One common way to make money on your web site is through advertising. Like a television show, ads are placed on your web site, and you are paid when visitors to your site view or interact with the ads. Sounds simple, right? Before continuing, you should make yourself familiar with some of the common terms and definitions relating to online advertising.
Advertiser / Publisher
An advertiser is the person or company paying you to show the ads on your website. You are the publisher, as the one who publishes the web site and earns revenue from the ads.
Cost per thousand. CPM is an advertising rate that refers to the cost to display/show an ad to 1000 web site visitors. Payment for CPM ads is required whether the web site visitor clicks on the ad or not.
Cost per click. CPC is an advertising rate that refers to the cost to have a visitor click on an advertisement. Payment for CPC ads is required only when a user clicks on the ad, so even if your site shows the ad 1,000,000 times but has 0 clicks, you do not earn revenue.
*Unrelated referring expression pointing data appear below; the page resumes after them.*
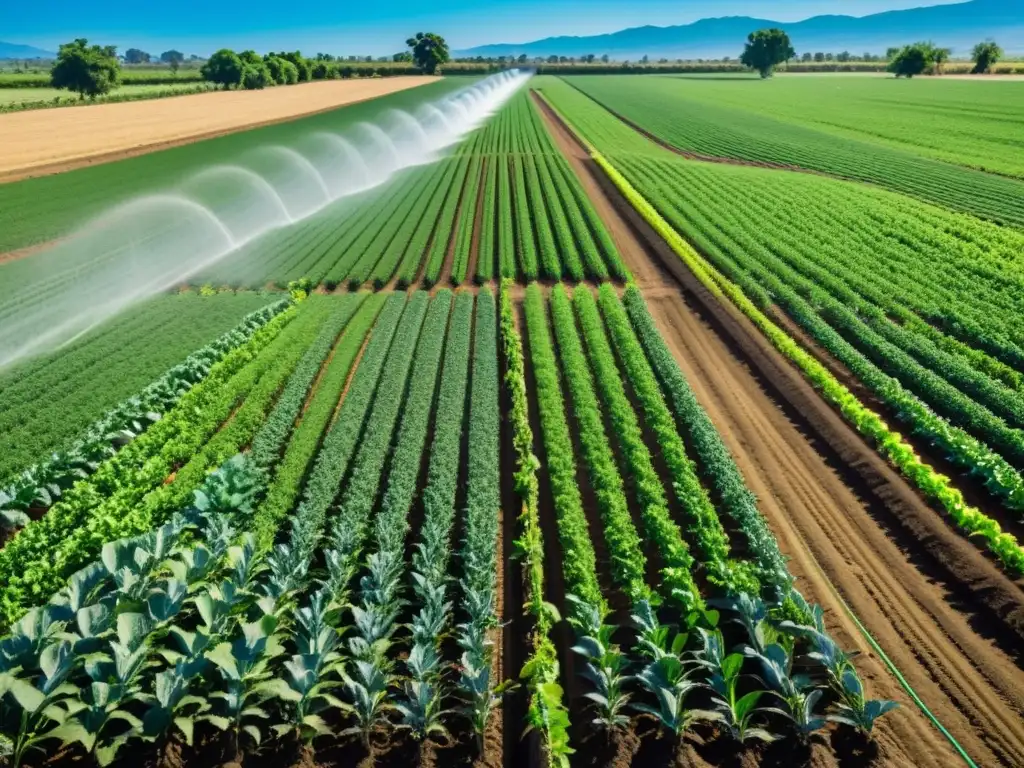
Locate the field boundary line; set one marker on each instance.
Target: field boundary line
(23, 172)
(722, 288)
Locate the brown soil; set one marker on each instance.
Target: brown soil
(851, 524)
(973, 488)
(645, 272)
(348, 379)
(39, 142)
(697, 156)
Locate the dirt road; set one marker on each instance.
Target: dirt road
(841, 514)
(42, 141)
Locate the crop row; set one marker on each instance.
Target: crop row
(150, 347)
(45, 552)
(546, 711)
(979, 440)
(653, 667)
(934, 485)
(936, 280)
(288, 479)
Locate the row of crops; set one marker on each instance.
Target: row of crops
(688, 614)
(921, 305)
(505, 204)
(300, 549)
(682, 115)
(980, 126)
(46, 208)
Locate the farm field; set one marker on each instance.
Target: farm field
(504, 204)
(713, 119)
(143, 343)
(936, 350)
(37, 210)
(19, 95)
(555, 448)
(981, 128)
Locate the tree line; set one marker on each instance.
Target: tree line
(94, 70)
(766, 49)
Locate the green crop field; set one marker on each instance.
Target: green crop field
(41, 209)
(521, 452)
(52, 95)
(147, 340)
(716, 118)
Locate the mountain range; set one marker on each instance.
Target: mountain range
(10, 50)
(957, 27)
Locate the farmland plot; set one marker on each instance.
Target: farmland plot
(685, 116)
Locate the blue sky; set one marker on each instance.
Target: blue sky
(374, 27)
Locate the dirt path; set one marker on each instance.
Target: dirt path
(43, 141)
(645, 272)
(845, 518)
(971, 685)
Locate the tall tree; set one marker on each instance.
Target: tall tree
(87, 70)
(429, 51)
(985, 55)
(766, 49)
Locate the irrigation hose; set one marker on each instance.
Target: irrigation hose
(832, 588)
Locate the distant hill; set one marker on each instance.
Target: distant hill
(957, 27)
(9, 50)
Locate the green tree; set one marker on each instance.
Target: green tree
(86, 70)
(911, 59)
(250, 58)
(766, 49)
(134, 55)
(985, 55)
(429, 51)
(223, 68)
(174, 58)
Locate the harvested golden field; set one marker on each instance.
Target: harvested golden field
(42, 141)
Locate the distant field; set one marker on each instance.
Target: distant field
(22, 95)
(40, 209)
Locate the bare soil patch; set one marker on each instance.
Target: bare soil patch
(44, 141)
(645, 271)
(850, 523)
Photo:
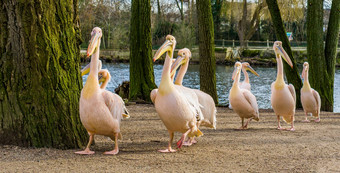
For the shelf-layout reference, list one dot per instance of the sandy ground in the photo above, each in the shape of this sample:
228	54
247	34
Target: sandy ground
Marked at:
313	147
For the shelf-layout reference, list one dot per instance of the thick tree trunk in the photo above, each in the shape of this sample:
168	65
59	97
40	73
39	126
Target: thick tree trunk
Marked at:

Cost per action. Payment for CPA ads requires the web visitor to not only click on the advertisement, but they must also perform another action on the advertiser site such as make a purchase, sign up, etc.
Cost per lead. Similar to CPA, CPL requires the web visitor to click on the ad and perform an additional action on the advertiser’s site. Usually, a lead represents contact information such as an e-mail address or phone #.
Contextual ads refer to ads that are displayed dynamically based on the content of the page that they are on. For example, if you own a web site about cars, the ads showing on your site would be car related.
Ad networks are companies that act as middlemen between web publishers (yourself) and advertisers. Using an ad network allows you to get big name advertisers on your site without having to work out a deal with the advertiser directly. They handle the billing and payment to you, while taking a % share of the revenue for themselves.
Inventory refers to the number of advertisement displays you have available on your site. This is usually based on the number of visitors your site gets in a given period.
Raw vs. Unique
Raw vs. unique describes the traffic/visitors to your site. For example, say that your site gets 100 individual visitors a day. But, each visitor, visits your site 3 times a day for a total of 300 visits. You therefore have 100 unique visitors and 300 raw visitors a day. This term applies to CPM ad impressions as well. If you are being paid $5.00 CPM unique for an ad, that would be 1000 unique views, not raw.
With a basic understanding of these terms, you can feel more comfortable jumping into the online advertising world!